You see, high school dropouts aren’t usually found overseeing multi-million dollar construction projects of any kind.

The interesting roads which lead this dropout from manual labor to where his career took him are truly unique.

From building decks around eight foot hot tubs with his life-long pal Jim Ryan to multi-million dollar homes for Grand Lakers, it’s truly a story of self-education with a Billy Goat trying to butt a whole in that dam mentality.

Megan Hopper Berga with Jerry and Kae Hopper Grand Lake OK

Jerry was blessed with raw intelligence, an inquisitive mind and a commitment to stay with whatever he was trying to master until he was pretty much better at it than anybody else.

When I met him in 1982, it was decks around hot tubs, but he had framing and other carpentry skills on his resume even back them.

From there it was partnering up with former Langley mayor and builder Dave Wall and some Vinita investors for the development of Pelican Point.

People like the Heffner’s from Oklahoma City and Dick & Sally Lane were on the client list.

With the oil boom, the money was rolling and Jerry was a little wilder and a hell of a lot younger in those days.

The legendary Cove Club, which most recently was home to Pensacola Pizza and is now closed, was a daily gathering spot for the Grand Lake construction crowd, including Dave and Jerry’s crew from the Pelican Point project…and a distinguished crew it was.

Guys like the late John Akin, Jim Ryan, the Jeffers brothers, Tom Hopper and others to name just a few.

An open tab was maintained at the club as just a cost of doing business.

And when a closing occurred, it was definitely reason for celebration.

I can personally report that sometimes celebrating at Sue and Tub Coulston’s Cove Club just wasn’t enough when Hopper sauntered over to the pay phone, called Junior Bailey, who owned and operated the Lakeview Supper Club and said, “Junior, Jerry Hopper here.
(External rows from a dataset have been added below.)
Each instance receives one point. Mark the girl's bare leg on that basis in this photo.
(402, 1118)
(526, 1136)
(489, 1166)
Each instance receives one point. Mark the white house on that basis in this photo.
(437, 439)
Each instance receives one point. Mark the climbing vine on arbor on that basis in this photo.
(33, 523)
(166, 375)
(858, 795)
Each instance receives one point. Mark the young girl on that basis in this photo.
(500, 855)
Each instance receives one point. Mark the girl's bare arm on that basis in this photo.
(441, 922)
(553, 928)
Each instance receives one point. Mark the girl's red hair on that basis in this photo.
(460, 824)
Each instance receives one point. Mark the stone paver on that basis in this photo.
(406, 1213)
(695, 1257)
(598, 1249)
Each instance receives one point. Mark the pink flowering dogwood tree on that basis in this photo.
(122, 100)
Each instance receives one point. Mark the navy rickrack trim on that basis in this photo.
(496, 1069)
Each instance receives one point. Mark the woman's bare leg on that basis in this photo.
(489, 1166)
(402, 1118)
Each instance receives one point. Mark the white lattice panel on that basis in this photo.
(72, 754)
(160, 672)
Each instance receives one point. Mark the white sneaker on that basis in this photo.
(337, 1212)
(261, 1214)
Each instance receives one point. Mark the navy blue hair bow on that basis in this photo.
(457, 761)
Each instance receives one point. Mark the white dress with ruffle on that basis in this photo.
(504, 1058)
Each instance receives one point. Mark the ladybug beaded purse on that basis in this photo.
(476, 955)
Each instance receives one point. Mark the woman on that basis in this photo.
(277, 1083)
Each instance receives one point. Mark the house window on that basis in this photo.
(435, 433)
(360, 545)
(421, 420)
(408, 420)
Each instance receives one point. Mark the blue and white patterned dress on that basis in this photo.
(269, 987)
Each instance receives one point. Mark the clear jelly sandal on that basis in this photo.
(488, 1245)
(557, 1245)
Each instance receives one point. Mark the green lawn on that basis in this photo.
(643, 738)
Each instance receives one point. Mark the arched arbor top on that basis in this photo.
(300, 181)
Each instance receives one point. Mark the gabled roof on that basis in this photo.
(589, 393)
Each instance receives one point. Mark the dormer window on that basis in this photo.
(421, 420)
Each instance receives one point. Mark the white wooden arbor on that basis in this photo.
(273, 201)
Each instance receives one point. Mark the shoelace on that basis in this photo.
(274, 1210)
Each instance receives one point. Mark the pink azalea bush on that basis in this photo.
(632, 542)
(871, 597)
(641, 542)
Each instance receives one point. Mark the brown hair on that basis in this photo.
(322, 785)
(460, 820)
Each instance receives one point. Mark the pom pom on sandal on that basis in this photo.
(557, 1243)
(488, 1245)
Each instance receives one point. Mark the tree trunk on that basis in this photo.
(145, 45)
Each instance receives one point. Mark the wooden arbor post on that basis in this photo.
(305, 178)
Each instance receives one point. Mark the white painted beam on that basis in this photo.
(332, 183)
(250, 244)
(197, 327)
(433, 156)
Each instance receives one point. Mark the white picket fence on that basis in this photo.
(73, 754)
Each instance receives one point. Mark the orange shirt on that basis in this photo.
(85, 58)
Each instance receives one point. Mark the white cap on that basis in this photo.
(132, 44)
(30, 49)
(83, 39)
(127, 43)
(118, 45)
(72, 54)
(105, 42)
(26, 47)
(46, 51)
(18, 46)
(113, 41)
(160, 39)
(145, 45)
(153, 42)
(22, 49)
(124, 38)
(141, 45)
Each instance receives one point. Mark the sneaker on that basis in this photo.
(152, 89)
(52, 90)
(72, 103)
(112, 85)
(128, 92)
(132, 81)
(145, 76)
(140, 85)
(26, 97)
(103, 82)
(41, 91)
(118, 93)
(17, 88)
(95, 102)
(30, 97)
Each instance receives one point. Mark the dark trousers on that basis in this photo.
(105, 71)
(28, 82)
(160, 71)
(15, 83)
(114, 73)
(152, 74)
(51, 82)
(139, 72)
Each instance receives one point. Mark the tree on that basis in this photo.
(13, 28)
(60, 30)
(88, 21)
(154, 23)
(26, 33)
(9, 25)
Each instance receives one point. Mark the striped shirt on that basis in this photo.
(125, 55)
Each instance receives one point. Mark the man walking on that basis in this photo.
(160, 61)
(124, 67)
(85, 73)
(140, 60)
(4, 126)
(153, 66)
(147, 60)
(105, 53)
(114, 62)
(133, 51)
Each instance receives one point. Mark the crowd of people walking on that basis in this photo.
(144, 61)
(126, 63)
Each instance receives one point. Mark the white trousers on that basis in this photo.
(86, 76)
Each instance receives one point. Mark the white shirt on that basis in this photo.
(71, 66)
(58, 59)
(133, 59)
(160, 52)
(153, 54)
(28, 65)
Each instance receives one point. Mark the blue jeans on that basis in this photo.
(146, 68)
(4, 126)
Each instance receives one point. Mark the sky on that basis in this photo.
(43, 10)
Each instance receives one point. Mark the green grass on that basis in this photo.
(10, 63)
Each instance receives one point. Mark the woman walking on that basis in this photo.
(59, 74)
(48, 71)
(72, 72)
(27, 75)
I’d like to order a round for the house!”

As Jerry worked his way up the construction ladder, he worked with several area and metro based big name architects.

We’re speculating a bit here, but Jerry must have been a wee bit disenchanted with their fees and turn- around time.
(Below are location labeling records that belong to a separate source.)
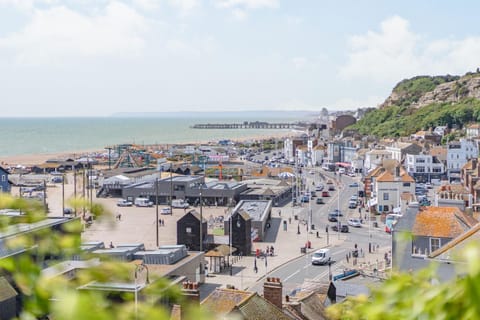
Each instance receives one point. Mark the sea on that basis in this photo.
(27, 136)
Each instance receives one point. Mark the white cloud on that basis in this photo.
(239, 8)
(26, 5)
(239, 14)
(299, 62)
(248, 4)
(147, 5)
(60, 33)
(396, 52)
(185, 6)
(192, 48)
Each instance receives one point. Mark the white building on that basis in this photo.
(375, 158)
(400, 149)
(318, 154)
(458, 153)
(288, 149)
(424, 167)
(389, 187)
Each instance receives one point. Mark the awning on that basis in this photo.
(343, 164)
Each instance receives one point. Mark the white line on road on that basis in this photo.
(286, 279)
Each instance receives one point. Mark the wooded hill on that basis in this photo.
(422, 103)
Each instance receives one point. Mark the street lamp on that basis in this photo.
(156, 208)
(139, 268)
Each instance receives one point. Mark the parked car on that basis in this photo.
(332, 217)
(343, 228)
(124, 203)
(321, 256)
(166, 210)
(354, 222)
(180, 203)
(336, 212)
(143, 202)
(305, 199)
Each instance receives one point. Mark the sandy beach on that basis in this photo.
(35, 159)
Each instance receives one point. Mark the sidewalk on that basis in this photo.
(287, 246)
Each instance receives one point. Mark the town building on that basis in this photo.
(424, 167)
(458, 153)
(374, 158)
(5, 184)
(389, 186)
(400, 150)
(258, 211)
(420, 233)
(188, 231)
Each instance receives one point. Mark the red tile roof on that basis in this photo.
(442, 222)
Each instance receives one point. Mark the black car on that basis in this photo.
(343, 228)
(332, 217)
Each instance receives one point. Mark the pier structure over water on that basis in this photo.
(246, 125)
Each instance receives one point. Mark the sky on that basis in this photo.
(100, 57)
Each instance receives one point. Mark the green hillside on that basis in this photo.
(397, 121)
(409, 91)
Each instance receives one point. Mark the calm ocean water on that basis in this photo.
(23, 136)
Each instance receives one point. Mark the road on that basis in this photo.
(295, 272)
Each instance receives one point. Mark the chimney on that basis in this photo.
(191, 292)
(272, 291)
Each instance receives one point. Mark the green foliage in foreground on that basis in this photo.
(58, 297)
(419, 296)
(396, 121)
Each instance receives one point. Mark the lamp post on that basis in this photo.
(63, 194)
(171, 188)
(156, 208)
(139, 268)
(230, 240)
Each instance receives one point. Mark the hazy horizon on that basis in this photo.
(97, 58)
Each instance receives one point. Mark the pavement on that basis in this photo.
(138, 225)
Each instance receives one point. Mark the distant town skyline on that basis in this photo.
(99, 58)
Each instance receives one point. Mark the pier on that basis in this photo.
(246, 125)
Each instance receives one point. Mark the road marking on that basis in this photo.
(286, 279)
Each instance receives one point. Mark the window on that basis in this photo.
(435, 244)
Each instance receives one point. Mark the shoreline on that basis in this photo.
(39, 158)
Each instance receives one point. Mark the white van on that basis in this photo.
(321, 257)
(143, 202)
(179, 203)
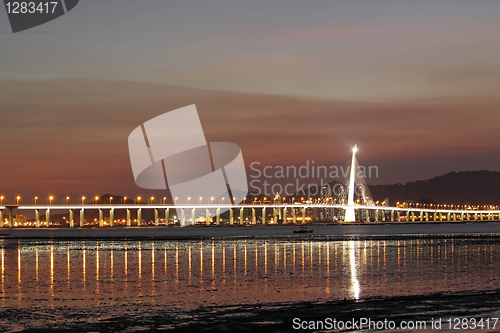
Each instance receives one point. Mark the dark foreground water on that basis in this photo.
(243, 283)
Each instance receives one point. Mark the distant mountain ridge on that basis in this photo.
(457, 188)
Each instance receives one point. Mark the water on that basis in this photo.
(93, 276)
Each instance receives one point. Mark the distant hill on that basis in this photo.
(459, 188)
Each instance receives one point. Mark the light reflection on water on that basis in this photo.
(57, 270)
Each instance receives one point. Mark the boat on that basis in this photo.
(303, 230)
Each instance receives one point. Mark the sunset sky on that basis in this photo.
(415, 84)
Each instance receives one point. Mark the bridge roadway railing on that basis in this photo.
(279, 211)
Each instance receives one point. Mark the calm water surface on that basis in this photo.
(51, 273)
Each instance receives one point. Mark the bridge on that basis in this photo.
(243, 214)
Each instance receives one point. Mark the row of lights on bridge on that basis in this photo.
(50, 199)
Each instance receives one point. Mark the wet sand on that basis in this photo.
(369, 229)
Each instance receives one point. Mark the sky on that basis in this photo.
(416, 85)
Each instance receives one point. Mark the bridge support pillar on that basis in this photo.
(112, 217)
(47, 218)
(82, 213)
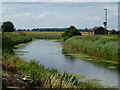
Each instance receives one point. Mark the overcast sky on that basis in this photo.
(60, 14)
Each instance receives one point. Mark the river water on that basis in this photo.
(49, 54)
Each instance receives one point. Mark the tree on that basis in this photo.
(7, 26)
(114, 32)
(70, 32)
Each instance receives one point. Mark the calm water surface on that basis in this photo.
(49, 53)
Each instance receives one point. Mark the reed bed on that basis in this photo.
(105, 46)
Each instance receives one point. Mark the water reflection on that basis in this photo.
(46, 52)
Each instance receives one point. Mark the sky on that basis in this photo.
(30, 15)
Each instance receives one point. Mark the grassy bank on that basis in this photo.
(16, 69)
(45, 35)
(12, 39)
(105, 46)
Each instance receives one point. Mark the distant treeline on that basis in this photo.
(51, 29)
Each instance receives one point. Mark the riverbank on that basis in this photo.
(104, 46)
(18, 72)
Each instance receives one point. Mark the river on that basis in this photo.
(49, 54)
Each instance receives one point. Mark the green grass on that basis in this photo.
(39, 76)
(11, 39)
(45, 35)
(105, 46)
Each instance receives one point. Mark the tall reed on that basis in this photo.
(105, 46)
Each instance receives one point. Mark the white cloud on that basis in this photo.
(60, 1)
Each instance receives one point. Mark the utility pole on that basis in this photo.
(105, 23)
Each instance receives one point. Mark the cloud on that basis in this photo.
(60, 1)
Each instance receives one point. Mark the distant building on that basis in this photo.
(98, 30)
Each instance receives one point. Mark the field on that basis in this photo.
(105, 46)
(45, 35)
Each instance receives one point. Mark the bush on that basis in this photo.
(7, 26)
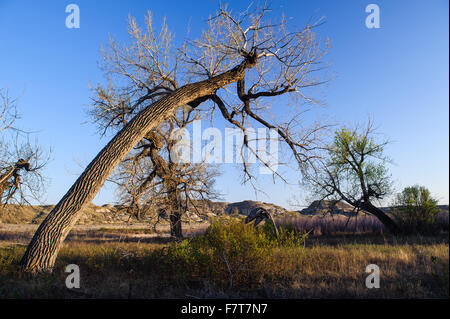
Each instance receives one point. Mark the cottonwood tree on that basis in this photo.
(155, 176)
(21, 162)
(239, 65)
(353, 169)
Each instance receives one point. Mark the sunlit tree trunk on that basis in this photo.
(44, 247)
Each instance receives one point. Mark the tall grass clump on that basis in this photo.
(231, 254)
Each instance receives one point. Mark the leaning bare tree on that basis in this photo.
(239, 65)
(154, 176)
(21, 162)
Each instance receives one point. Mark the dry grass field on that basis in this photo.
(234, 261)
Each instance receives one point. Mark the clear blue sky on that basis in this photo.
(397, 74)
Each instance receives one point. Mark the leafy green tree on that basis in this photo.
(353, 169)
(416, 210)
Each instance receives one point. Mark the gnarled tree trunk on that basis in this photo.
(46, 242)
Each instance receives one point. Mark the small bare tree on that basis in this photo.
(239, 65)
(353, 169)
(21, 163)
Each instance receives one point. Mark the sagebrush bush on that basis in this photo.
(416, 211)
(230, 254)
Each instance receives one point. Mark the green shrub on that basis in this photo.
(230, 254)
(416, 210)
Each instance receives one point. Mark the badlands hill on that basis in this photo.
(109, 214)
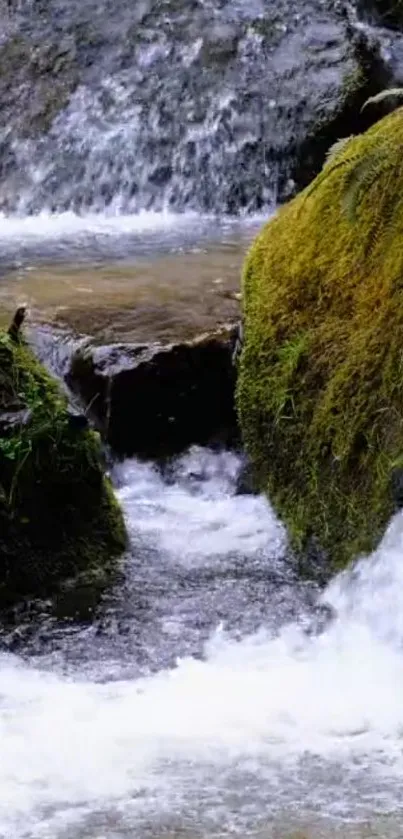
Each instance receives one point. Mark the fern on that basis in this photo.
(389, 93)
(335, 149)
(361, 178)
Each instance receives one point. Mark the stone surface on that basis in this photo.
(154, 399)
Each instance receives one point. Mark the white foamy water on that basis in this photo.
(269, 722)
(64, 225)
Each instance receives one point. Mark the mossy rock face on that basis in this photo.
(320, 389)
(58, 514)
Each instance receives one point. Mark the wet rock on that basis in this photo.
(157, 399)
(384, 12)
(221, 102)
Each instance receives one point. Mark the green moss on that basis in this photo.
(58, 514)
(320, 390)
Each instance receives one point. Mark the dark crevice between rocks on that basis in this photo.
(154, 401)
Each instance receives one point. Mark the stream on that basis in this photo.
(214, 693)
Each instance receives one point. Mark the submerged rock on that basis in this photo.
(58, 515)
(320, 391)
(157, 399)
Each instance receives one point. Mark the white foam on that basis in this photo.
(264, 703)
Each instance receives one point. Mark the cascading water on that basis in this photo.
(216, 693)
(149, 105)
(211, 697)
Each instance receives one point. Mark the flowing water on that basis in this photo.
(215, 693)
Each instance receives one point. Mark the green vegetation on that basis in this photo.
(58, 514)
(320, 391)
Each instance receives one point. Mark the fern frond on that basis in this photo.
(336, 148)
(362, 177)
(389, 93)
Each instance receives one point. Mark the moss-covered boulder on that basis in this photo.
(320, 390)
(386, 12)
(58, 515)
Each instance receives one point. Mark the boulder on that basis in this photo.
(156, 399)
(320, 389)
(58, 515)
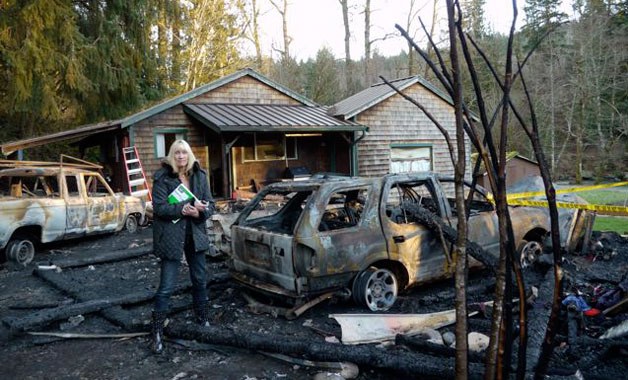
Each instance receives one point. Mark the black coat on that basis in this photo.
(169, 237)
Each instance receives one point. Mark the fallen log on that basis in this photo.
(82, 306)
(410, 364)
(435, 224)
(88, 336)
(538, 318)
(434, 349)
(46, 316)
(89, 258)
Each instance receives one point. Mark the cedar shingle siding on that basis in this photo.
(397, 121)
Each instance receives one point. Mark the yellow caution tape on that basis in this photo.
(602, 209)
(531, 194)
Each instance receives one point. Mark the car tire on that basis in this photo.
(131, 224)
(20, 251)
(376, 289)
(529, 252)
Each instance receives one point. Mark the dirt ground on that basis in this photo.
(26, 292)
The next thing on the agenda was to master the current state-of-the-art designer software and teaching himself how to use it…and as far as I can report, he never participated in any formal training of any kind.

Make no mistake about it, he still worked with designers and architects, but when a change was needed for the progression of a job, he just handled that duty right now.
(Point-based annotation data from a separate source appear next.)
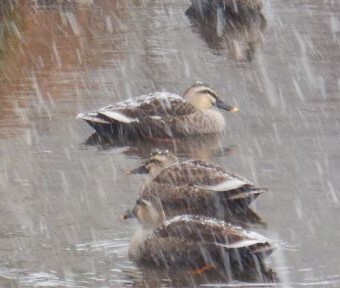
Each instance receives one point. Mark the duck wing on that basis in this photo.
(153, 106)
(202, 174)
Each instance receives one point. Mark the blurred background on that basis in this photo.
(63, 193)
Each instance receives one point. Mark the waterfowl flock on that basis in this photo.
(185, 208)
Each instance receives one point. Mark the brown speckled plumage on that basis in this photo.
(195, 187)
(162, 114)
(193, 242)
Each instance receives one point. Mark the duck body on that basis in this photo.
(161, 114)
(196, 186)
(196, 242)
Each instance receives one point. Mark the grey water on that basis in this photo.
(63, 193)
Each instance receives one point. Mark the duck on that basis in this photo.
(162, 114)
(194, 243)
(195, 186)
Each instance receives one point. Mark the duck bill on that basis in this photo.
(140, 170)
(220, 104)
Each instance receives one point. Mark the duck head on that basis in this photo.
(158, 160)
(149, 214)
(202, 96)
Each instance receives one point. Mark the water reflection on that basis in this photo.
(153, 278)
(237, 37)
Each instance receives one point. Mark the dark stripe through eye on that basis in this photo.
(153, 161)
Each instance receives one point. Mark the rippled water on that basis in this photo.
(63, 193)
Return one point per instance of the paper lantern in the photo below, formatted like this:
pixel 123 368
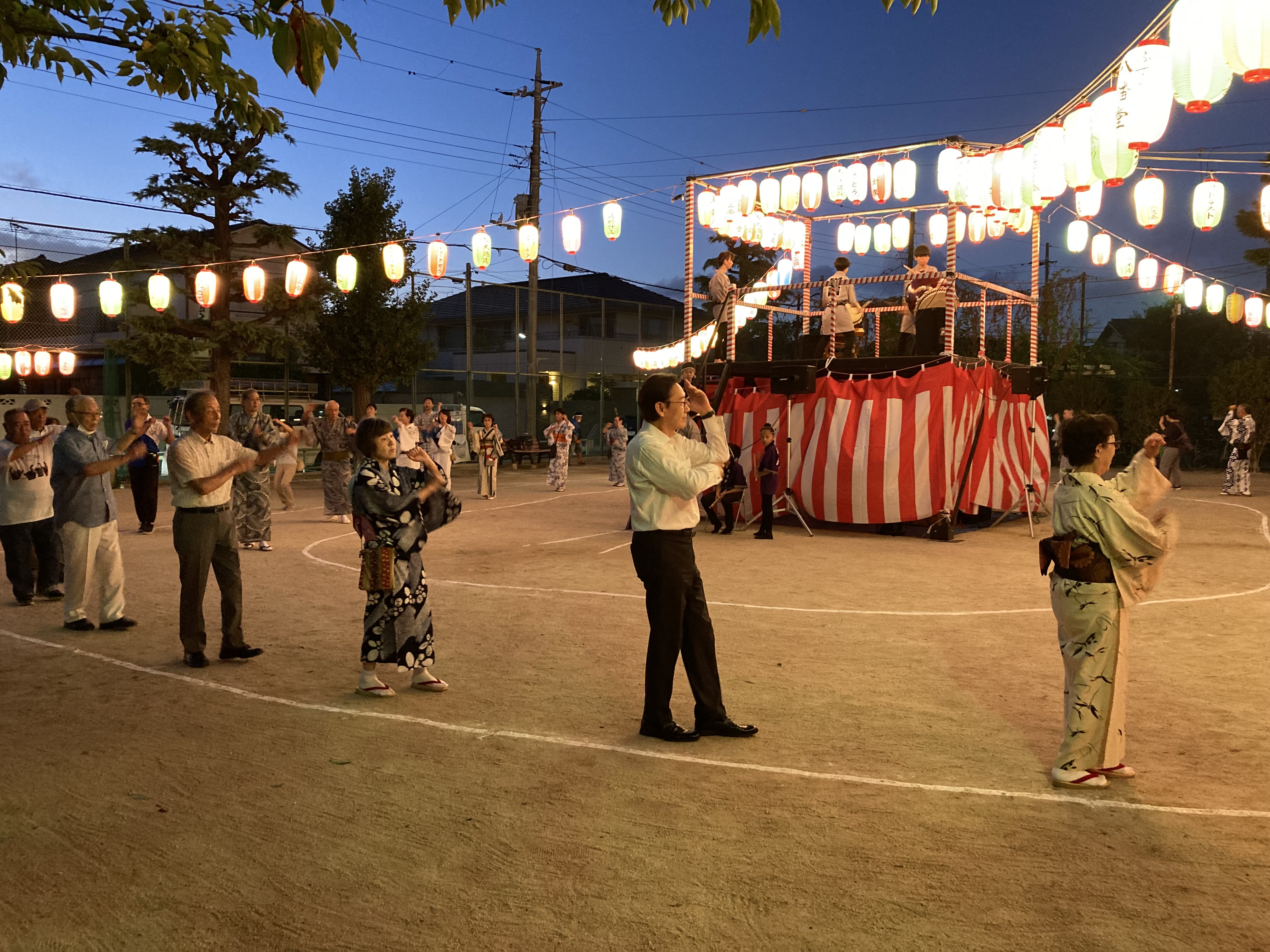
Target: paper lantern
pixel 296 276
pixel 1148 273
pixel 1079 148
pixel 159 289
pixel 205 287
pixel 1100 249
pixel 901 231
pixel 1201 71
pixel 882 238
pixel 1174 276
pixel 858 182
pixel 1193 292
pixel 881 181
pixel 1078 236
pixel 705 207
pixel 1215 296
pixel 945 169
pixel 1246 41
pixel 346 273
pixel 792 187
pixel 61 303
pixel 864 235
pixel 528 242
pixel 1126 259
pixel 571 233
pixel 613 218
pixel 905 179
pixel 1148 201
pixel 13 301
pixel 1146 87
pixel 483 251
pixel 1207 204
pixel 938 229
pixel 394 261
pixel 813 186
pixel 1090 201
pixel 769 196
A few years ago, Jerry and his wife Kae, along with Pete and Ramona Seitz, purchased Jones Hardware in Ketchum and have transformed it into a square block enterprise.

Together they have jointly changed the face of the small lake town, while providing products and services never before envisioned.

Most recently, their partnership has birthed yet another company, Floating Door, which manufactures and installs airplane hangar doors.

The self-professed workaholic had the most fun when he’s was in the problem solving mode and hard at it.

Personally, I’ll look forward to seeing my pal again on the other side, and no matter how glorious we Christians have envisioned heaven, there will no doubt have been some remodeling completed and some unique problems solved since Jerry’s arrival.

Jerry has occupied speed dial #4 on my phone for as long as I can remember, and now, I don’t have access to his new area code, but I’ll leave #4 the way it is, just in case maybe he’ll text it to me.

One of those unique Grand Lake individuals we’ve had the pleasure of calling friend along the way…..and he, along with his friends and family, could use some additional prayer about now.

The family asks that donations be made to South Grand Lake Lions Club Scholarship Fund, St Jude’s Children’s Hospital, or Home of Hope.